We can plot some of the simulated data sets along with the original data set to do a visual inspection as suggested by Gelman et al. (2013). Conveniently, RStan’s extract() function has already permuted the posterior draws, so we can just take the initial fifteen for display.

df_post <- data.frame(list(dataset = rep("REAL", N),
                           y = y));
for (n in 1:15) {
  df_post <- rbind(df_post,
                   data.frame(list(dataset = rep(paste("repl ", n), N),
                                   y = ss_hier_logit$y_rep[n,])));
}
post_plot <-
  ggplot(df_post, aes(y)) +
  facet_wrap(~ dataset) +
  stat_count(width=0.8) +
  scale_x_discrete(limits=c(5, 10, 15, 20)) +
  scale_y_discrete(name="count", limits=c(0, 2, 4)) +
  ggtitle("Existing Item Replication (Normal Prior on Log Odds)");
post_plot;

And now we can do the same thing for the population-level replication; because the code’s the same, we do not echo it to the output.
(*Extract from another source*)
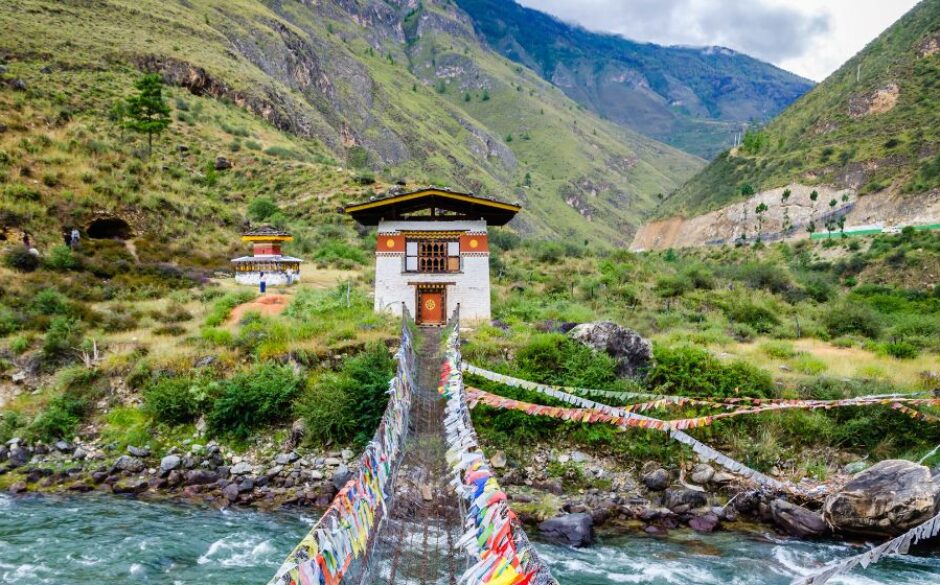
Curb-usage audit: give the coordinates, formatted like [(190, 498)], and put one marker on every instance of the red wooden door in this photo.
[(430, 308)]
The posterior simulations are not unreasonable for a binomial likelihood, but are noticeably more spread out than the actual data. This may actually have more to do with how the data were selected out of all the major league baseball players than the actual data distribution. Efron and Morris (1975, p 312) write, “This sample was chosen because we wanted between 30 and 50 at bats to assure a satisfactory approximation of the binomial by the normal distribution while leaving the bulk of at bats to be estimated. We also wanted to include an unusually good hitter (Clemente) to test the method with at least one extreme parameter, a situation expected to be less favorable to Stein’s estimator. Stein’s estimator requires equal variances, or in this situation, equal at bats, so the remaining 17 players are all whom either the April 26 or May 3 New York Times reported with 45 at bats.”

Here are the same plots for the basic hierarchical model. This time we suppress printing the ggplot code, which is the same as before, and just show the graphs.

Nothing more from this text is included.